Depuis qu'ils étaient nés, ils n'attendaient que ça.
Elle monta les escaliers en colimaçon d'un pas rapide. Elle devait faire vite. Plus tôt le village serait brûlé, plus tôt leurs hommes pourraient avoir l'avantage. Si l'armée Russe perdait la moitié de ses effectifs, la victoire serait déjà à eux. Et tout cela grâce à elle.
Elle allait y arriver. Elle possédait encore le contrôle, elle pouvait le faire.
La tour était haute, assez haute pour avoir une vue d'ensemble sur le champ de bataille. Un vent froid balaya des mèches de cheveux en arrière quand elle arriva au sommet. Un balcon en pierre lui permit de rester au dehors tout en étant protégée par les pierres. Ses mains s'aggripèrent à la rambarde.
Le sort de l'Europe se jouait maintenant.
Une montée de magie afflua dans ses veines et son esprit se dédia entièrement aux bêtes. Leur rugissement fit trembler la terre. De sa position, elle ne pouvait voir que de petits points noirs à la place des hommes. Ils s'immobilisèrent tous. La bête aux écailles noirs fut la première à apparaître, survolant la forêt avant d'avancer au dessus des maisons vides.
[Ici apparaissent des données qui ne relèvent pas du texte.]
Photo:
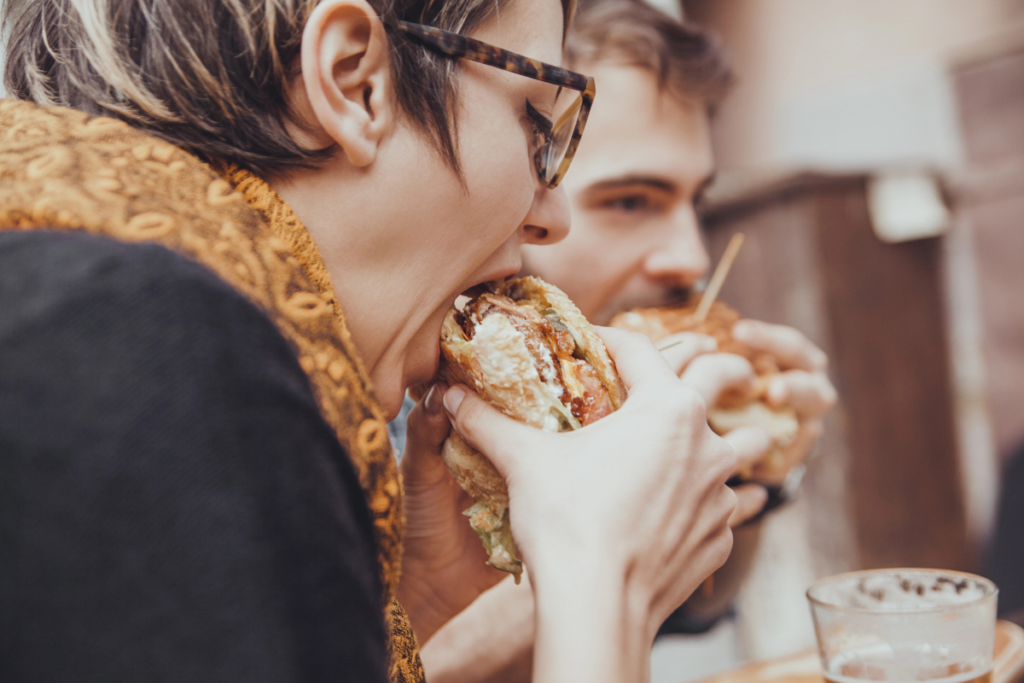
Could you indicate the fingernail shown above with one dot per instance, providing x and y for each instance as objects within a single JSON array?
[
  {"x": 453, "y": 399},
  {"x": 434, "y": 400},
  {"x": 777, "y": 392}
]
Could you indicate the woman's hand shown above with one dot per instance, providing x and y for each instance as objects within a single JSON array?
[
  {"x": 443, "y": 562},
  {"x": 617, "y": 522}
]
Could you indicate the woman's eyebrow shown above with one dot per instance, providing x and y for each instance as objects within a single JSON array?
[{"x": 652, "y": 181}]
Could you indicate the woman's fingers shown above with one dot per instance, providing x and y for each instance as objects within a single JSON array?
[
  {"x": 808, "y": 393},
  {"x": 788, "y": 346},
  {"x": 636, "y": 358},
  {"x": 751, "y": 499},
  {"x": 680, "y": 349},
  {"x": 495, "y": 434},
  {"x": 713, "y": 375},
  {"x": 426, "y": 429},
  {"x": 751, "y": 444}
]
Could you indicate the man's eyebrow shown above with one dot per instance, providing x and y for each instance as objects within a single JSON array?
[
  {"x": 706, "y": 183},
  {"x": 630, "y": 180}
]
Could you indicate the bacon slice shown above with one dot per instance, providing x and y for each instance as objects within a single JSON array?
[{"x": 552, "y": 347}]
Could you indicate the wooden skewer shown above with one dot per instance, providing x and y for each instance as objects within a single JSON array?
[
  {"x": 715, "y": 285},
  {"x": 718, "y": 279}
]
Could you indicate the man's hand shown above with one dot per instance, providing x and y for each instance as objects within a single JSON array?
[
  {"x": 803, "y": 385},
  {"x": 443, "y": 562}
]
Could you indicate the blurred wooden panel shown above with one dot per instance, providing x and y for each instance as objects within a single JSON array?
[
  {"x": 991, "y": 195},
  {"x": 991, "y": 109},
  {"x": 878, "y": 310}
]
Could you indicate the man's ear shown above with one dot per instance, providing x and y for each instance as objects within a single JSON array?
[{"x": 346, "y": 73}]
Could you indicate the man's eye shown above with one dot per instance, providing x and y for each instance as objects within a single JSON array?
[{"x": 630, "y": 204}]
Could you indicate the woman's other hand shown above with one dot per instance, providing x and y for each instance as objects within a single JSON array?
[
  {"x": 617, "y": 522},
  {"x": 443, "y": 562}
]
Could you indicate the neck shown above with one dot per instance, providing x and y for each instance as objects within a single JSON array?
[{"x": 383, "y": 289}]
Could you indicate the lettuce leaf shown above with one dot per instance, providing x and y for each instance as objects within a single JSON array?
[{"x": 492, "y": 524}]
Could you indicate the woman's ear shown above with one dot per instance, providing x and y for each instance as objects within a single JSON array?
[{"x": 346, "y": 74}]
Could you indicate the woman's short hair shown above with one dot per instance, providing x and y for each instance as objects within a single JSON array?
[
  {"x": 686, "y": 59},
  {"x": 210, "y": 76}
]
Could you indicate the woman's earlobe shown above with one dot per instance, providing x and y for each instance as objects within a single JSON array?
[{"x": 346, "y": 75}]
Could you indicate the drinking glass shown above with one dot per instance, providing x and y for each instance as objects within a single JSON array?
[{"x": 905, "y": 626}]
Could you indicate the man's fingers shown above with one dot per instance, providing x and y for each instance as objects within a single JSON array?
[
  {"x": 808, "y": 393},
  {"x": 495, "y": 434},
  {"x": 681, "y": 348},
  {"x": 788, "y": 346},
  {"x": 713, "y": 375},
  {"x": 636, "y": 358},
  {"x": 751, "y": 499},
  {"x": 751, "y": 444}
]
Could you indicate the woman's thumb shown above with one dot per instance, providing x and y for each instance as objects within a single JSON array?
[
  {"x": 498, "y": 436},
  {"x": 426, "y": 429}
]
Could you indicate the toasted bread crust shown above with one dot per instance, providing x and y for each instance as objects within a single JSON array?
[
  {"x": 733, "y": 412},
  {"x": 498, "y": 365},
  {"x": 543, "y": 295}
]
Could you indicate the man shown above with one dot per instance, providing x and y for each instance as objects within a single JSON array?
[
  {"x": 636, "y": 241},
  {"x": 635, "y": 189}
]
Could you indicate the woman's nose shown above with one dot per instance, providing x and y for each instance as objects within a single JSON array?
[
  {"x": 549, "y": 219},
  {"x": 680, "y": 258}
]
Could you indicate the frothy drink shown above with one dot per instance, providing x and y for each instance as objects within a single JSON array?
[{"x": 905, "y": 626}]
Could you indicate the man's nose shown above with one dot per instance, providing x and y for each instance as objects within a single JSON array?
[
  {"x": 549, "y": 218},
  {"x": 680, "y": 257}
]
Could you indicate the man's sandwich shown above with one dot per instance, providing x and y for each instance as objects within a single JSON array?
[
  {"x": 735, "y": 410},
  {"x": 525, "y": 348}
]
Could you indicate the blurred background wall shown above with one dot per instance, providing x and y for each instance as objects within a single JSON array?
[{"x": 872, "y": 152}]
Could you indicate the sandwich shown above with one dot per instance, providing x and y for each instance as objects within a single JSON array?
[
  {"x": 737, "y": 409},
  {"x": 524, "y": 347}
]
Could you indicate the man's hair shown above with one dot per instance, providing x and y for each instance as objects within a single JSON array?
[
  {"x": 686, "y": 59},
  {"x": 210, "y": 76}
]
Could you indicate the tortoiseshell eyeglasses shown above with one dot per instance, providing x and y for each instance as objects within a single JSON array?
[{"x": 561, "y": 137}]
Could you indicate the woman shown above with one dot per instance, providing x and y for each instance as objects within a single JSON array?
[{"x": 199, "y": 358}]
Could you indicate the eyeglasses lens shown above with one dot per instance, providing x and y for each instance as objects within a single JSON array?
[{"x": 566, "y": 114}]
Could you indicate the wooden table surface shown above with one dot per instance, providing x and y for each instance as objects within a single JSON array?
[{"x": 805, "y": 667}]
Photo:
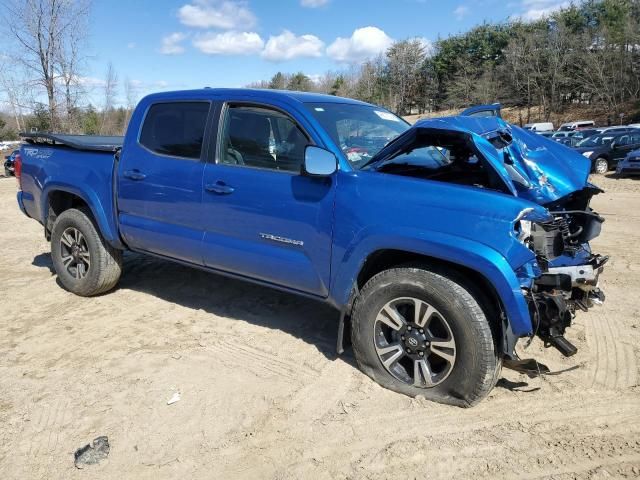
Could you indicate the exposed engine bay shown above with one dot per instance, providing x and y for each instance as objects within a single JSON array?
[
  {"x": 563, "y": 277},
  {"x": 568, "y": 270}
]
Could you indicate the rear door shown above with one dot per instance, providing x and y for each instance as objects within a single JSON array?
[
  {"x": 262, "y": 218},
  {"x": 160, "y": 181}
]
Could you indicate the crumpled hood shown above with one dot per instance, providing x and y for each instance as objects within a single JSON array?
[{"x": 540, "y": 170}]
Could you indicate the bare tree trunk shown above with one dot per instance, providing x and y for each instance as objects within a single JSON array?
[{"x": 39, "y": 30}]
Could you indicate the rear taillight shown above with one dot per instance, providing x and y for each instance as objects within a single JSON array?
[{"x": 17, "y": 169}]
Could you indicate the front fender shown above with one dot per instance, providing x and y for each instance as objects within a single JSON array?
[
  {"x": 461, "y": 251},
  {"x": 100, "y": 212}
]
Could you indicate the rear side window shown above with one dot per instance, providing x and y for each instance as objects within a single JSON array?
[{"x": 175, "y": 129}]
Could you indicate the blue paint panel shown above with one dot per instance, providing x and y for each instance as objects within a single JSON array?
[{"x": 274, "y": 203}]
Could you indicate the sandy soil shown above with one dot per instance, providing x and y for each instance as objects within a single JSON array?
[{"x": 262, "y": 394}]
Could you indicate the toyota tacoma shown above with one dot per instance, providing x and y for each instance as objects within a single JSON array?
[{"x": 441, "y": 244}]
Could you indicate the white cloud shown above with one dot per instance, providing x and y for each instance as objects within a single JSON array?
[
  {"x": 313, "y": 3},
  {"x": 287, "y": 46},
  {"x": 229, "y": 43},
  {"x": 364, "y": 43},
  {"x": 171, "y": 44},
  {"x": 537, "y": 9},
  {"x": 223, "y": 14},
  {"x": 461, "y": 12}
]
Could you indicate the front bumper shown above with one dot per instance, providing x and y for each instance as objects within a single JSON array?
[
  {"x": 559, "y": 293},
  {"x": 631, "y": 168}
]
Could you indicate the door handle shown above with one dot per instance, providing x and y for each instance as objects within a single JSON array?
[
  {"x": 134, "y": 174},
  {"x": 219, "y": 187}
]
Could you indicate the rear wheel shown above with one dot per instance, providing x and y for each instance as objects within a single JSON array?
[
  {"x": 85, "y": 263},
  {"x": 419, "y": 332},
  {"x": 601, "y": 166}
]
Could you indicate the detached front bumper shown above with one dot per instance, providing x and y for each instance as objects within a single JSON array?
[
  {"x": 559, "y": 293},
  {"x": 563, "y": 279}
]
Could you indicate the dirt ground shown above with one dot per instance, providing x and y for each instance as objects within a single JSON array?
[{"x": 262, "y": 393}]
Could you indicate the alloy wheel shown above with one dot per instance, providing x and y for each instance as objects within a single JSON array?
[
  {"x": 414, "y": 342},
  {"x": 75, "y": 253}
]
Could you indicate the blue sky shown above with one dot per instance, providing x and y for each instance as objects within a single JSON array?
[{"x": 179, "y": 44}]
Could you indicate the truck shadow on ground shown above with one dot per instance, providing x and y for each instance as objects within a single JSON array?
[{"x": 309, "y": 320}]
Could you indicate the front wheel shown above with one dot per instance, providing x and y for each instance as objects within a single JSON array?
[
  {"x": 85, "y": 263},
  {"x": 419, "y": 332},
  {"x": 601, "y": 166}
]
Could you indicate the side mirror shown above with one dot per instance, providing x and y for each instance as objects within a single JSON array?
[{"x": 318, "y": 162}]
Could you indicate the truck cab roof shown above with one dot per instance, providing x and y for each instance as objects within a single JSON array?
[{"x": 253, "y": 93}]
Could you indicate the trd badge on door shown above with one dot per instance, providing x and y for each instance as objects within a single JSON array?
[{"x": 276, "y": 238}]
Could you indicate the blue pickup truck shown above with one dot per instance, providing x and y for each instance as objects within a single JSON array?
[{"x": 440, "y": 244}]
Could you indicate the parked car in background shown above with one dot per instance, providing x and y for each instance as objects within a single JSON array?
[
  {"x": 562, "y": 134},
  {"x": 619, "y": 129},
  {"x": 577, "y": 125},
  {"x": 605, "y": 150},
  {"x": 9, "y": 163},
  {"x": 539, "y": 127},
  {"x": 572, "y": 138},
  {"x": 629, "y": 165}
]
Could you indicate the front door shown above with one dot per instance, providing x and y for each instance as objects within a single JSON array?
[
  {"x": 262, "y": 218},
  {"x": 160, "y": 182}
]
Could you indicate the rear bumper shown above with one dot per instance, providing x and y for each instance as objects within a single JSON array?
[{"x": 21, "y": 204}]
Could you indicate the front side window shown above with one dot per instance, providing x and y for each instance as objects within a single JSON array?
[
  {"x": 175, "y": 129},
  {"x": 261, "y": 138}
]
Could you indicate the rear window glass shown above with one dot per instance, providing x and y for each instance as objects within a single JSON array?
[{"x": 175, "y": 129}]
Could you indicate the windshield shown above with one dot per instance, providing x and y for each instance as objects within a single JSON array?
[
  {"x": 596, "y": 141},
  {"x": 359, "y": 130}
]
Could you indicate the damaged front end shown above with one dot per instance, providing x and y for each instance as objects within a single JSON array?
[
  {"x": 557, "y": 273},
  {"x": 564, "y": 277}
]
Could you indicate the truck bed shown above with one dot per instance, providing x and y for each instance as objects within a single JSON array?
[{"x": 99, "y": 143}]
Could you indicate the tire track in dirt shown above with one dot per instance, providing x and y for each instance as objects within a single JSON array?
[
  {"x": 260, "y": 362},
  {"x": 614, "y": 364}
]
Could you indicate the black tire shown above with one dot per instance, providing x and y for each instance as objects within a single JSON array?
[
  {"x": 600, "y": 166},
  {"x": 105, "y": 265},
  {"x": 477, "y": 362}
]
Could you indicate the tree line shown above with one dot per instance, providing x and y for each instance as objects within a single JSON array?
[
  {"x": 585, "y": 54},
  {"x": 42, "y": 78}
]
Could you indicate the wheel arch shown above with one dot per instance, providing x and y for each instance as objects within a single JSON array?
[
  {"x": 491, "y": 283},
  {"x": 57, "y": 198}
]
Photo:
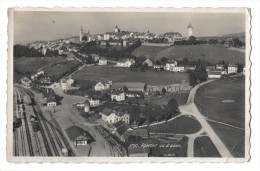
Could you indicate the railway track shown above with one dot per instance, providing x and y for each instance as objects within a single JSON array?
[
  {"x": 53, "y": 127},
  {"x": 45, "y": 140},
  {"x": 57, "y": 127}
]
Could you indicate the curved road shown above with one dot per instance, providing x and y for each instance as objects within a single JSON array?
[{"x": 191, "y": 109}]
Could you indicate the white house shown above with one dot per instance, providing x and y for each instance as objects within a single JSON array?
[
  {"x": 112, "y": 116},
  {"x": 215, "y": 74},
  {"x": 103, "y": 85},
  {"x": 125, "y": 62},
  {"x": 148, "y": 62},
  {"x": 170, "y": 65},
  {"x": 117, "y": 95},
  {"x": 94, "y": 102},
  {"x": 232, "y": 68},
  {"x": 51, "y": 101},
  {"x": 66, "y": 83},
  {"x": 178, "y": 69},
  {"x": 102, "y": 61},
  {"x": 220, "y": 66}
]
Ses ailes projetèrent une ombre terrifiante. Les trois dragons suivirent, plongeant le village dans une panique totale. Des sortilèges fusèrent mais n'atteignirent pas les animaux.
Rien ne pouvait les tuer. Cassiopeia s'en était assurée.
Sa poitrine se gonfla et sa main se crispa à la rambarde. Elle les tenait fermement. Allez, elle le pouvait.
Une première flambée s'écrasa sur une rue. Les toits des habitations craquèrent sous la projection ardente, les premiers hurlements s'élevèrent. Des petites figures noires fuyaient, mais une deuxième flambée les prit au piège. Les flammes se reflétaient dans les pupilles de Cassiopeia sans qu'elle ne ressente aucune peine. C'était des Russes qui mouraient. Ces Russes qui avaient massacré les McMillan. Ces Russes qui avaient pris en otage Perseus et l'avait forcée à s'attaquer à son propre pays. Ils le méritaient.
Un rictus étira ses lèvres. Bien ûr qu'ils le méritaient.
La cinquième vague de sorcier s'engouffra dans l'avant du village. Les dragons se situaient à l'arrière, alors elle se permit l'incendie total. Les rues devinrent charbon. Les cris de victoire des Anglais prirent le dessus sur l'agonie des Russes.
La Mort survolait le village, mais personne ne lui fit grand cas.
La fierté d'avoir réussi la fit sourire. On l'acclamerait après cela. Elle deviendrait une héroïne de guerre.
-Ma tendre et chère ennemie. Brûlant la surface de la terre du haut d'une tour abandonnée.
Son sang se congela dans ses veines. Cette voix.
-Après tout ce temps, nous nous retrouvons enfin.
Par des gestes lents et horrifiés, Cassiopeia se retourna sur elle-même, ne lâchant pas sa prise sur la rambarde. Ses jointures devinrent blanches. Il n'y eut plus d'air. Plus de vie. Plus rien.
Parce qu'Adonis Rosier lui souriait.